What are emotions, really? It’s a bit easier than consciousness to research but still many theories exist. A popular one is that emotions always appear because the work(ed) to one’s benefit. They are always meant to manipulate the environment.
With sociopaths, do they simulate, generate, push away, ignore, control, their emotions, more or less than others? Also psychopathy/sociopathy is difficult to research because it’s hard to measure anything; even if you trust what they may be claiming, how do you know how they experience them.
One perspective is that some may not feel emotions because emotions did not successfully manipulate their environment in childhood. So why develop them. If anger worked to manipulate your environment, you may become angry easily later on, in an attempt to replicate the successful manipulation. If grief worked, you will experience grief. If “coldness” worked, you will react coldly. If “empathy” worked to manipulate to your benefit, you will be tuned to try empathy.

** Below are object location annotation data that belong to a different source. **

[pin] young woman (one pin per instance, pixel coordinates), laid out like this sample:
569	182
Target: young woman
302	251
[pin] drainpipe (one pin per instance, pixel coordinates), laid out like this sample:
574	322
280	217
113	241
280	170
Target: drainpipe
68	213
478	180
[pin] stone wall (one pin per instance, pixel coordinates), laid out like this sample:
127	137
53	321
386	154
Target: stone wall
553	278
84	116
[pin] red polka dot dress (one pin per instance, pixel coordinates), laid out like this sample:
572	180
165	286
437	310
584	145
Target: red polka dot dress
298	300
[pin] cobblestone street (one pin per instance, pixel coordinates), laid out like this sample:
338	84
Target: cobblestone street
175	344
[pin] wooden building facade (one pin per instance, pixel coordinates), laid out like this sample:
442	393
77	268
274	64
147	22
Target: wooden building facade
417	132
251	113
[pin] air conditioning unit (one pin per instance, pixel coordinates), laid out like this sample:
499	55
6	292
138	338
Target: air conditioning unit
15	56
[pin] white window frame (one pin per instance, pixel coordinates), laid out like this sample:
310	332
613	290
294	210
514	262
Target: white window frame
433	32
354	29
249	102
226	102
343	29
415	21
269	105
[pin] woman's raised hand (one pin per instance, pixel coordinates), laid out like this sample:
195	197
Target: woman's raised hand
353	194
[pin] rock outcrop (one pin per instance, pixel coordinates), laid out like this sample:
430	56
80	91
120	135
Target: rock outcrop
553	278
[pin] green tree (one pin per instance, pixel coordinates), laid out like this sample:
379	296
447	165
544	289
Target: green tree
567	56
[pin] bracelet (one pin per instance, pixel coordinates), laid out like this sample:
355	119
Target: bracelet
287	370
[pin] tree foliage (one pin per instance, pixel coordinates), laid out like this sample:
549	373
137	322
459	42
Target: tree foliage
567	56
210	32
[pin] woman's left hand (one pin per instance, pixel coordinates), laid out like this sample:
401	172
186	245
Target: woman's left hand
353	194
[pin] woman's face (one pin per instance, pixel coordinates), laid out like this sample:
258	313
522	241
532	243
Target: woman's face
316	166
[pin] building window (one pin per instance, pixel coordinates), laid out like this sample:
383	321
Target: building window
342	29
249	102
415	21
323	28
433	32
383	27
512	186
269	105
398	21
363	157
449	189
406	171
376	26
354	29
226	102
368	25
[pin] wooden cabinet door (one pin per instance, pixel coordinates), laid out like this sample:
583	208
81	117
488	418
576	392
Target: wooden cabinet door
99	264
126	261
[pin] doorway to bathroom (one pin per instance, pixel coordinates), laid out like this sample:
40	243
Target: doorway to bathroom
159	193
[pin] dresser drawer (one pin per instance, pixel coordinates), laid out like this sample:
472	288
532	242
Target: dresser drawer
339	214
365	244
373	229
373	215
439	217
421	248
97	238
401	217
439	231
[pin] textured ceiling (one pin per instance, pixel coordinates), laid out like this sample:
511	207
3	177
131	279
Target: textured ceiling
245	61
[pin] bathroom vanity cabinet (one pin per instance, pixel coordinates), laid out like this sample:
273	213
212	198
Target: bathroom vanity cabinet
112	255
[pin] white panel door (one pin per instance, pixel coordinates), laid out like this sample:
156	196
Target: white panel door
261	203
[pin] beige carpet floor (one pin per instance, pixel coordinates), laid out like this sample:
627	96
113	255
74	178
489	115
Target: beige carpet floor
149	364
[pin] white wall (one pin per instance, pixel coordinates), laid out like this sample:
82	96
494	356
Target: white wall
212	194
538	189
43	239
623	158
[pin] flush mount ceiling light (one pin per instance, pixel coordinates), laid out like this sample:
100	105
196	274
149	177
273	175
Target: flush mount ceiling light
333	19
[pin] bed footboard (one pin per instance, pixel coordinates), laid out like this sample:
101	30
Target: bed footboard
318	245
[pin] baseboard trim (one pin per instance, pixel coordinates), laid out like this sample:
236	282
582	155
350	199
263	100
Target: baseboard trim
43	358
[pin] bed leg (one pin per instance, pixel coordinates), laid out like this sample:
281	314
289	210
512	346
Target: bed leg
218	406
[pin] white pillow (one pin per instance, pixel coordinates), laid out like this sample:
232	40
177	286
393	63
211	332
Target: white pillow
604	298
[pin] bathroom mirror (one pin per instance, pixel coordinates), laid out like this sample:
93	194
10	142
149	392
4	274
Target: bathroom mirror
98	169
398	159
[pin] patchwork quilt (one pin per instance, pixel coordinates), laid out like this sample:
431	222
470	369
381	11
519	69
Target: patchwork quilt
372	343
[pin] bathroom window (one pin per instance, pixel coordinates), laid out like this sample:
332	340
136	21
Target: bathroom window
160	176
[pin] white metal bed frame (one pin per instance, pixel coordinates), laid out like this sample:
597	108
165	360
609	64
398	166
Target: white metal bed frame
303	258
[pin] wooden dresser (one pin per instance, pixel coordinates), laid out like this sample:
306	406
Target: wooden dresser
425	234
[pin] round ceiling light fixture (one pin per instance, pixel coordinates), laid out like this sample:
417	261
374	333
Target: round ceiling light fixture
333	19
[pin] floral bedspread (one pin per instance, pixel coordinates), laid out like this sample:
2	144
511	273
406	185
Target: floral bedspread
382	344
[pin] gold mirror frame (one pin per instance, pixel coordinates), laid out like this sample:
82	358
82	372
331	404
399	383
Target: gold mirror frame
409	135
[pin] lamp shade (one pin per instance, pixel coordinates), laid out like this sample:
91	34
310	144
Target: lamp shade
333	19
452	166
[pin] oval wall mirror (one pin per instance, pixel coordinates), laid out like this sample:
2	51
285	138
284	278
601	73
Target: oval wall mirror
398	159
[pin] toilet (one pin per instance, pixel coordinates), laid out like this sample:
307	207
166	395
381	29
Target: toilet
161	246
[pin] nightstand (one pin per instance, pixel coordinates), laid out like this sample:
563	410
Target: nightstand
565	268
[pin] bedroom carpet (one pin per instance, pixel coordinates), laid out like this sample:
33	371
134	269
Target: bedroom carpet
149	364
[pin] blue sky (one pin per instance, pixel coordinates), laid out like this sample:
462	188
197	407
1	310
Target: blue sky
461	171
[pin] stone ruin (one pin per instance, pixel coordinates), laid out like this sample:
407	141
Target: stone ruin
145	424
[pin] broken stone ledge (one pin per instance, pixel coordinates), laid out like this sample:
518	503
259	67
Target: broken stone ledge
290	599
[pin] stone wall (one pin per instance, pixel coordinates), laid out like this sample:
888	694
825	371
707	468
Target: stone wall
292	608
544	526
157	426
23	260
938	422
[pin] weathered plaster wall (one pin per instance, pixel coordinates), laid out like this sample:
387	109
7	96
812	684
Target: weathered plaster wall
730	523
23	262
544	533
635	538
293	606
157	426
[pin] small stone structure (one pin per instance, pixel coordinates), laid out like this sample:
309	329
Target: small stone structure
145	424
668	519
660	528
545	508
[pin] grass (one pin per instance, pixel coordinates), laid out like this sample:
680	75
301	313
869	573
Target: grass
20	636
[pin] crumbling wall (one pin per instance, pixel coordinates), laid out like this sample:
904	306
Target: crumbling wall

“Normal” only shows what typically works in a society, not what is “healthy” or “natural”. We’re all highly adaptive individuals, learning how to survive in whatever environment we grow up in. We all become master manipulators, because that’s how we survive. Some forms of manipulation may be more socially accepted than others, within a given culture, others less so. Sociopathy doesn’t exist outside of a culture’s value system. It is a disorder only once you define what order is. In a society of narcissists, the empath is the sick one.
We really only have our own experience, and the words of others to compare it to.
Emotions do seem to act as signaling, but is that the same as an attempt at manipulation for the benefit of the individual?
It seems conceivable in social groups that having an honest accounting of how people are feeling (via emotions) available to the group might benefit the group in achieving their goals while not always benefiting the individual.